Mai come in questo periodo di distanziamento sociale siamo chiamati a riflettere sulle implicazioni della riduzione delle relazioni tra gli esseri umani. Le relazioni affettive, quelle professionali, quelle amicali e quelle occasionali sono la materia prima di processi profondi di strutturazione delle personalità individuali, ma, soprattutto, sono il regolatore della qualità della vita sociale, perché determinano la temperatura della fiducia reciproca, l’atteggiamento nei confronti dello spazio pubblico, l’approccio alla conoscenza e al rispetto delle persone, delle cose e degli ambienti.
Le relazioni accompagnano, rassicurano, esprimono solidarietà e conforto, indirizzano, producono innovazione, cultura, arte, sicurezza. Attraverso le relazioni si consolidano le libertà personali e collettive, si sedimentano i meccanismi di trasferimento delle conoscenze tra le generazioni.
Insomma, quando si verifica un’alterazione della qualità e quantità delle relazioni gli effetti possono essere devastanti. Ne sono un esempio drammatico, ben prima dell’emergenza sanitaria in corso, le diverse forme di violenza di genere, specie quelle che si consumano tra le mura domestiche, o il maltrattamento e la trascuratezza di bambini e bambine, l’aggressività e il bullismo nei gruppi di pari, la violenza della comunicazione online. E molto altro ancora.

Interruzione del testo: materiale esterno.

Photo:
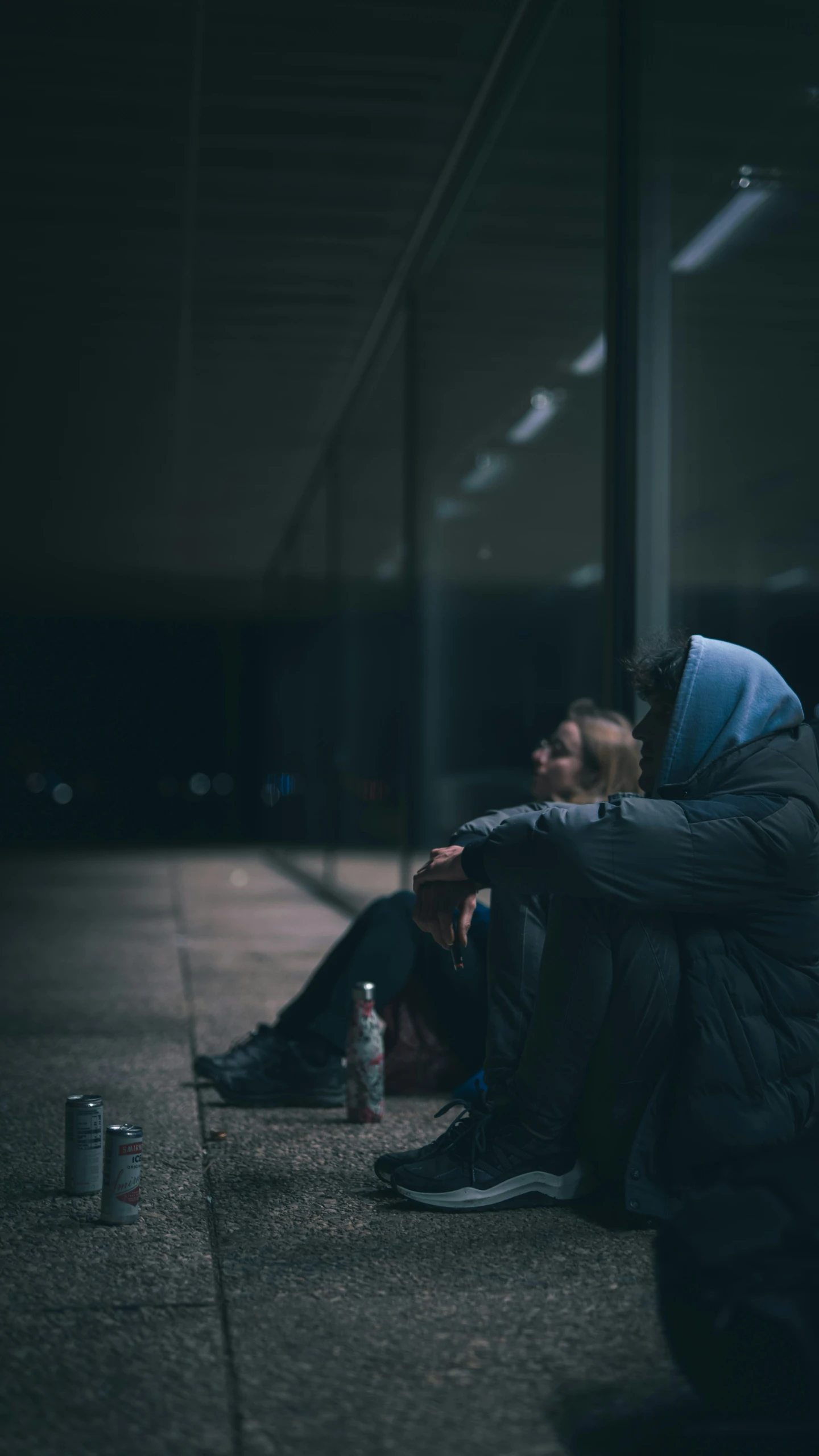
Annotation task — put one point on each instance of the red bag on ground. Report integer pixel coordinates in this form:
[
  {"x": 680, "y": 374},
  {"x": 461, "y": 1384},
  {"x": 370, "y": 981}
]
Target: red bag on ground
[{"x": 416, "y": 1053}]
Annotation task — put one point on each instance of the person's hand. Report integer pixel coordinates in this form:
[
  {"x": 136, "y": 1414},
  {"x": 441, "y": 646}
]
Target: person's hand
[
  {"x": 442, "y": 864},
  {"x": 434, "y": 905}
]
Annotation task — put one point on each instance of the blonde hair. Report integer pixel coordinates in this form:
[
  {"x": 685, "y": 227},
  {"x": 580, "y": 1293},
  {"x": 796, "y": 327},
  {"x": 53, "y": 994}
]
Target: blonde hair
[{"x": 611, "y": 757}]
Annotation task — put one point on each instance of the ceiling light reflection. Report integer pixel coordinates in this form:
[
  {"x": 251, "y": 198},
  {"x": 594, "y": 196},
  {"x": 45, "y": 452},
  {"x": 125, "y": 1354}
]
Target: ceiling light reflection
[
  {"x": 488, "y": 471},
  {"x": 726, "y": 222},
  {"x": 591, "y": 360},
  {"x": 588, "y": 576},
  {"x": 544, "y": 407}
]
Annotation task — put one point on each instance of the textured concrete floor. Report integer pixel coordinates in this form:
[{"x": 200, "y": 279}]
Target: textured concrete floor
[{"x": 274, "y": 1298}]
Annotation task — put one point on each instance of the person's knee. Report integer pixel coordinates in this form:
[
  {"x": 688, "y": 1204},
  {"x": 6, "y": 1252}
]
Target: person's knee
[{"x": 392, "y": 908}]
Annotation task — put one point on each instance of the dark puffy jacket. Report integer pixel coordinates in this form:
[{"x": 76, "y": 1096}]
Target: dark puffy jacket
[{"x": 734, "y": 855}]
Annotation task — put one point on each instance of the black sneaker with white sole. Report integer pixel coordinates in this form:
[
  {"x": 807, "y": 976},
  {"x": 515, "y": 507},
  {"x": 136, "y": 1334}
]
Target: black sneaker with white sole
[
  {"x": 495, "y": 1162},
  {"x": 257, "y": 1049},
  {"x": 288, "y": 1081},
  {"x": 389, "y": 1164}
]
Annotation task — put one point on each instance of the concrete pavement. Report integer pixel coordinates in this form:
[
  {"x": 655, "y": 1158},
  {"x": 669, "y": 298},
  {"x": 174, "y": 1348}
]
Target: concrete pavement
[{"x": 274, "y": 1298}]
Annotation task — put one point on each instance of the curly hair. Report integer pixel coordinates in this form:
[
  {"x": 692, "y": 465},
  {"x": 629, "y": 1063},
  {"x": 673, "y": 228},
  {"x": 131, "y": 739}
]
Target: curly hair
[
  {"x": 611, "y": 759},
  {"x": 656, "y": 666}
]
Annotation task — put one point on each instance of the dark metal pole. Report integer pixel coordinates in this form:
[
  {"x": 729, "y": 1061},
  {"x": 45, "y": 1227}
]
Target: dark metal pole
[
  {"x": 622, "y": 322},
  {"x": 184, "y": 345},
  {"x": 412, "y": 654},
  {"x": 337, "y": 678}
]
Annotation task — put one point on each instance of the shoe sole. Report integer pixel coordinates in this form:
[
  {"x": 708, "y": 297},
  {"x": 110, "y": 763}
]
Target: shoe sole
[
  {"x": 286, "y": 1100},
  {"x": 549, "y": 1187}
]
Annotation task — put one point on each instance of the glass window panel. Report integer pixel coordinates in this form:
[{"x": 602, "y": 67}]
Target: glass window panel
[
  {"x": 369, "y": 750},
  {"x": 739, "y": 118},
  {"x": 511, "y": 436}
]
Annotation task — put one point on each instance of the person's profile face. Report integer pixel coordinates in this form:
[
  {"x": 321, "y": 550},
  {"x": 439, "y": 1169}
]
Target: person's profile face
[
  {"x": 652, "y": 733},
  {"x": 559, "y": 764}
]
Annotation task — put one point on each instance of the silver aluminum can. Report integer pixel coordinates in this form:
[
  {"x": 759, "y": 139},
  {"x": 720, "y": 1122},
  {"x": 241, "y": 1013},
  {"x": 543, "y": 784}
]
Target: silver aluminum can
[
  {"x": 121, "y": 1173},
  {"x": 84, "y": 1144},
  {"x": 364, "y": 1059}
]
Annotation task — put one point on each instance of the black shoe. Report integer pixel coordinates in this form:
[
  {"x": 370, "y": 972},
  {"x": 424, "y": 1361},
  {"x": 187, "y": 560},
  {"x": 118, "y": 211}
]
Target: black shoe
[
  {"x": 288, "y": 1081},
  {"x": 494, "y": 1162},
  {"x": 390, "y": 1162},
  {"x": 258, "y": 1047}
]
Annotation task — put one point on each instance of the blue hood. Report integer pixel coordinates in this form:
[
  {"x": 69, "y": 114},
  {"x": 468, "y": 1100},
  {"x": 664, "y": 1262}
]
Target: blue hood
[{"x": 728, "y": 696}]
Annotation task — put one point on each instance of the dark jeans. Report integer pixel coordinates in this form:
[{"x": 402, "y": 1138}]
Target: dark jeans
[
  {"x": 386, "y": 947},
  {"x": 603, "y": 1027}
]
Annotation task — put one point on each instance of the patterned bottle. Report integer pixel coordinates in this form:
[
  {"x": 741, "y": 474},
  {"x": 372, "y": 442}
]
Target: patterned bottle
[{"x": 364, "y": 1059}]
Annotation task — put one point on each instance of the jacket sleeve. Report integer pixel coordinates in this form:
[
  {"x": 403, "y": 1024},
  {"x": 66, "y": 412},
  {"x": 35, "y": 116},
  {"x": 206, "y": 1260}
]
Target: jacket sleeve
[
  {"x": 653, "y": 852},
  {"x": 481, "y": 829}
]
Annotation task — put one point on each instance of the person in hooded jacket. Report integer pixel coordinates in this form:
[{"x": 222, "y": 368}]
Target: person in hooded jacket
[{"x": 677, "y": 1017}]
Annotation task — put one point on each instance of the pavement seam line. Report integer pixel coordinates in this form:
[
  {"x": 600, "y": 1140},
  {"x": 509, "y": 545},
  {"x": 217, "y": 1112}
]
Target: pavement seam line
[{"x": 185, "y": 973}]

Per quanto si potrebbe parlare a lungo, e in modo certamente più qualificato, delle ragioni che sovrintendono allo strutturarsi delle relazioni nei diversi contesti di interazione sociale, c’è un’area sensibile sulla quale merita soffermarsi, ed è quella che riguarda la primissima infanzia.
Il migliore inizio passa per le relazioni
Nel documento Nurturing Care Framework, a cura di World Health Organization, United Nations Children’s Fund e World Bank Group, pubblicato nel 2018 e prodotto da un panel internazionale di studiosi e professionisti delle principali agenzie impegnate sul benessere della prima infanzia, si cita una felice affermazione del pediatra americano Dimitri Christakis: “se cambi l’inizio della storia cambi tutta la storia”.
L’inizio della storia è quello che si fa coincidere coni cosiddetti primi 1000 giorni, spazio di tempo nel quale il cervello di una piccolissima persona subisce un processo di accrescimento ponderale e neuronale straordinario. E periodo nel quale si perfezionano la capacità di riconoscere se stesso e gli altri, la sensibilità verso lo spazio e le cose, il senso della cura ricevuta e data, la percezione delle grandezze, delle quantità, del piacere di un contatto.
E tutto questo passa, oltre che nel latte materno, attraverso le mani, gli occhi, le voci, la pelle dei genitori, degli altri adulti di riferimento, ma attraverso gli sguardi curiosi e gli scambi con i coetanei e le coetanee.
Non di solo latte
Ancora oggi la percezione di un neonato difetta degli aspetti relazionali. Nell’immaginario sociale spesso un neonato è un piccolo coacervo di necessità primarie, latte-sonno-cacca, gestito dentro le mura di una casa, con il supporto periodico di una figura pediatrica. Spostare l’asticella di percezione sulle relazioni significa passare dalla visione nucleare – mamma, papà e pediatra che cercano di assicurare le funzioni essenziali dell’accudimento – alla visione olistica di una piccola comunità di personaggi che si prendono cura di un nuovo arrivato, attraverso il supporto ai genitori, la predisposizione di spazi attrezzati, l’offerta di servizi educativi e nidi di qualità, l’integrazione tra la dimensione sanitaria, quella sociale e quella educativa. Non di solo latte ha bisogno una piccola persona, ma di attenzioni, di parole, di gioco, di lettura ad alta voce, di serenità e supporto ai suoi genitori, di accoglienza sociale. In una parola di una comunità di cura o, come forse ancor meglio dicono i documenti ufficiali, di un Nurturing Care Famework.